Abstract

The spatial aspect of professionals' trust and distrust in socio-technical systems has not been sufficiently explored. The study of its structure, criteria for spatial distribution, and interrelationships of elements is of both scientific and practical interest. To perform a comparative analysis of the trust and distrust experienced by professional operators in a socio-technical system of subject-subject and subject-object interactions. This work is based on A.B. Kupreychenko's methodological approach to studying trust and distrust in socio-technical systems, adapted by the authors to the railway transport system in Russia. The subjects were 86 locomotive crew members. The main focus was on their trust/distrust in the operation of the socio-technical (railway transport) system, including their workmates, managers, and themselves, as well as the technical objects they operate (locomotives), manufacturers of railway equipment, and conditions of its operation.
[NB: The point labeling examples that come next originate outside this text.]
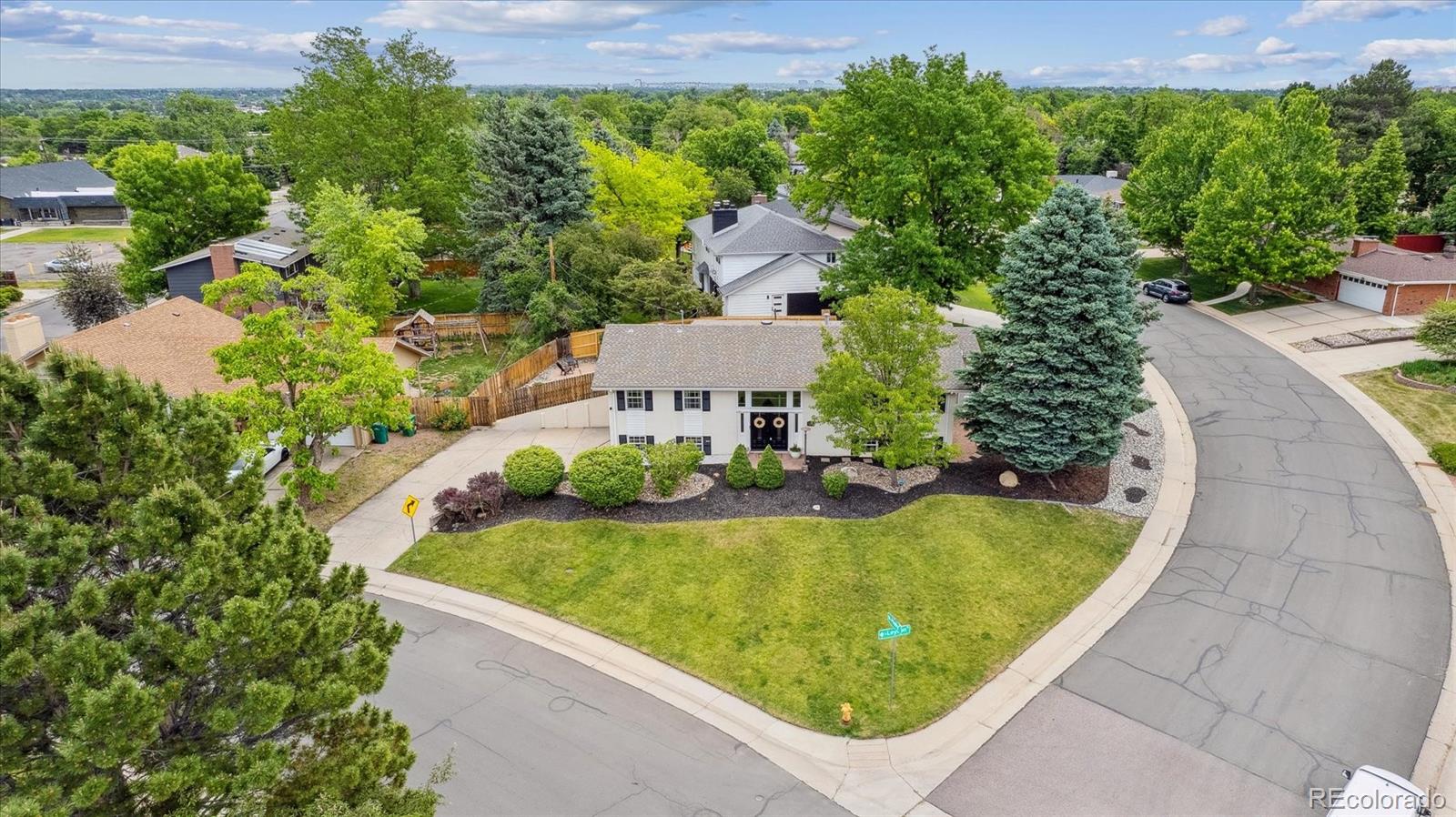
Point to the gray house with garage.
(723, 383)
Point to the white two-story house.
(723, 383)
(762, 261)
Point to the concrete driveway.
(376, 533)
(1300, 628)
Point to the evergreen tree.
(531, 169)
(1055, 383)
(1278, 198)
(172, 644)
(1378, 186)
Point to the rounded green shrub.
(451, 419)
(533, 470)
(834, 484)
(771, 470)
(1445, 456)
(609, 477)
(740, 470)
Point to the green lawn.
(976, 296)
(459, 366)
(1429, 414)
(66, 235)
(443, 298)
(783, 612)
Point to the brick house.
(1388, 280)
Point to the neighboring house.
(761, 261)
(1388, 280)
(723, 383)
(65, 193)
(286, 249)
(1098, 187)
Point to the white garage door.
(1361, 293)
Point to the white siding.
(757, 298)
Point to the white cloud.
(810, 70)
(517, 18)
(1219, 26)
(1356, 11)
(1407, 50)
(701, 44)
(1274, 45)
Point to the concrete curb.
(1434, 766)
(875, 775)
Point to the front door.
(768, 429)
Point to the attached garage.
(1363, 293)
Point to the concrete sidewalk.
(376, 533)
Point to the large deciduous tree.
(1177, 160)
(172, 644)
(1378, 186)
(179, 206)
(654, 191)
(941, 167)
(1278, 198)
(303, 382)
(880, 382)
(369, 249)
(392, 124)
(1055, 383)
(531, 169)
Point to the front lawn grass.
(440, 296)
(1429, 414)
(67, 235)
(784, 612)
(375, 469)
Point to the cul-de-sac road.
(1300, 628)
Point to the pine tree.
(531, 169)
(1053, 386)
(1378, 186)
(172, 644)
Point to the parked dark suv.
(1171, 290)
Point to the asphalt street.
(1300, 628)
(536, 732)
The authors identified two relatively independent groups of indicators of trust/distrust in subject-subject and subject-object interactions. Trust in the elements of subject-subject interactions (involving workmates, managers, and the study participants themselves as specialists) was reliably higher than their trust in the elements of subject-object interactions (technical objects, manufacturers of railway equipment, and conditions of its operation). The correlations between trust and distrust in the elements of the socio-technical system were positive. Trust and distrust perform the functions of integrating/differentiating elements of a socio-technical system according to their predictability in various operating conditions. The degree of trust/distrust in the system elements and their "location" in the space of trust/distrust are important when professionals make decisions in the course of performing professional actions. The results of the study can be used for designing socio-technical systems to increase the predictability of their operation in unstable conditions.